Stones of ruby and emerald contain traces of chromium.
The most basic use of chromium is that it is used in the production of stainless steel. Chromium has anti-rusting properties which makes it suitable for being used in the production of stainless steel. Mostly all types of steel have a minimum chromium content of 10-11%.
Considered to be the hardest metal present in nature, chromium is even stronger than iron, tungsten and titanium. In spite of this, the Cr element is very brittle. It can break into pieces and crumble easily if not handled properly.
1. Why is Chromium Dangerous for the Human Body?

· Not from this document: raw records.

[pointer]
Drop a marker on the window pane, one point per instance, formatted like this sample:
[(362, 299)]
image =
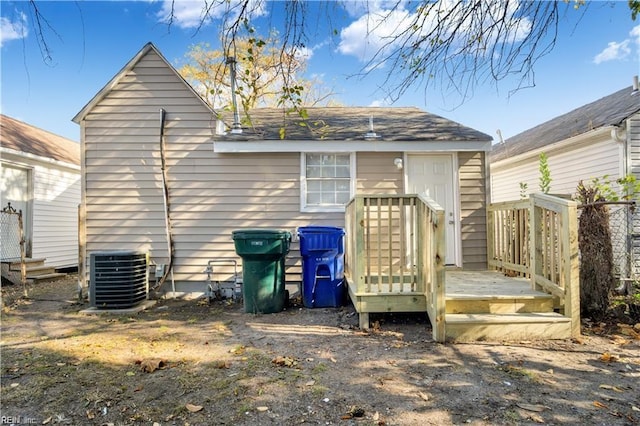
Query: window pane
[(314, 185), (342, 171), (328, 198), (328, 178), (314, 159), (328, 171), (342, 160), (313, 198), (328, 186), (314, 171), (342, 197), (342, 186)]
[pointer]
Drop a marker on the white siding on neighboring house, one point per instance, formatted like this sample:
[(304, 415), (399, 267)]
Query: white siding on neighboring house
[(567, 168), (56, 197)]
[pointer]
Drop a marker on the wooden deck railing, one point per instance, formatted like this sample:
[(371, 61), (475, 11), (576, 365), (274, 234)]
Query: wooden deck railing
[(395, 247), (538, 238)]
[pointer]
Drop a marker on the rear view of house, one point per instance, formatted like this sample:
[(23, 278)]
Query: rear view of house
[(40, 176), (600, 139), (156, 156)]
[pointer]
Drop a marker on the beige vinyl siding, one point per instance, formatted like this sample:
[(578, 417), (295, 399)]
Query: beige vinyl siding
[(567, 168), (376, 173), (473, 214), (210, 194)]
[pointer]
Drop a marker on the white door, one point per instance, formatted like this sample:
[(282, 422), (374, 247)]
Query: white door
[(433, 175)]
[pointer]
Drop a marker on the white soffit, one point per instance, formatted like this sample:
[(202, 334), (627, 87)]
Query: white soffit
[(248, 146)]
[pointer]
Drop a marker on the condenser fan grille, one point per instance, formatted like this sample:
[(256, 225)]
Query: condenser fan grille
[(118, 279)]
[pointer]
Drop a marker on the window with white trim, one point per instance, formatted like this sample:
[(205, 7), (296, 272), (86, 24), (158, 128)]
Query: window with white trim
[(327, 181)]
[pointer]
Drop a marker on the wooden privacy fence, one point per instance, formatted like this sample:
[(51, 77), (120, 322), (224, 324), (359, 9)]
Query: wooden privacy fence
[(537, 238), (394, 256)]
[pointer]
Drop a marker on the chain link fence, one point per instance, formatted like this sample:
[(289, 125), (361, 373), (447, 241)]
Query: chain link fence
[(12, 234), (10, 229), (624, 221)]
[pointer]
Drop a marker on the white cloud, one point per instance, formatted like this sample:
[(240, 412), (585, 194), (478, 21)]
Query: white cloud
[(613, 51), (303, 52), (13, 30), (191, 14), (616, 51), (372, 32), (379, 30), (379, 103), (635, 34)]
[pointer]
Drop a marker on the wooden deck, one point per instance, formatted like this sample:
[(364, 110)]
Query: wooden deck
[(394, 264)]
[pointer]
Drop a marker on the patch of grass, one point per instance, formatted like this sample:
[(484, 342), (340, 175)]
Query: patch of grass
[(512, 416), (519, 372)]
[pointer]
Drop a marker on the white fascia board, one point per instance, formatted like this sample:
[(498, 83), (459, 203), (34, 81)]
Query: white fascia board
[(584, 139), (348, 146), (19, 154)]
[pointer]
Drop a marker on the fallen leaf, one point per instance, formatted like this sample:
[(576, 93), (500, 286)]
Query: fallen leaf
[(193, 408), (284, 361), (619, 340), (613, 388), (531, 407), (152, 364), (607, 357), (222, 364), (536, 418), (423, 395)]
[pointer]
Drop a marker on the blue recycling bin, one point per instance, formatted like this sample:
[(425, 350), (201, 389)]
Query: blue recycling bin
[(322, 250)]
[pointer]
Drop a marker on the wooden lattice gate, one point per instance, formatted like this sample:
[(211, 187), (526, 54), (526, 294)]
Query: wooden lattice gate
[(13, 242)]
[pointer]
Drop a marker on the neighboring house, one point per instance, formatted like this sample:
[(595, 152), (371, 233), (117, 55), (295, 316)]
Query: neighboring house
[(40, 175), (596, 140), (218, 180)]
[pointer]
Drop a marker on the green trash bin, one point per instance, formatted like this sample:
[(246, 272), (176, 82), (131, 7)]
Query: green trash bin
[(263, 253)]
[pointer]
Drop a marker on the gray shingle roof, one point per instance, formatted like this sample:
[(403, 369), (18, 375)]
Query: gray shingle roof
[(352, 123), (22, 137), (611, 110)]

The human body can be exposed to the Cr element through breathing, drinking, eating or even through skin contact. Usually, the level of air and water that contains chromium is low. But contaminated water may often contain large traces of chromium, consumption of which may cause toxic imbalances in the body. Chromium (III) is essential for nutrition in the human body but too much uptake of the element can cause severe skin rashes. Furthermore, Chromium (IV) is a health hazard for people working in the steel industry. People smoking tobacco are also highly exposed to the harmful effects of chromium.
2. What are the Health Benefits of Chromium?
Studies show that intake of chromium results in an increase in muscle strength and weight loss. Other experts have also suggested that supplements of chromium help in the control of diabetes, reduces blood sugar level and also improves the body structure. But some of these benefits of chromium come with several side effects too. People have reported to experience headaches, vertigo, weak muscle composure, upset stomach and discomfort. A few good sources of chromium are broccoli, potatoes, beans, grape juice and turkey. The potatoes if served in the mashed form will give better exposure to chromium. Dairy products do not contain any chromium.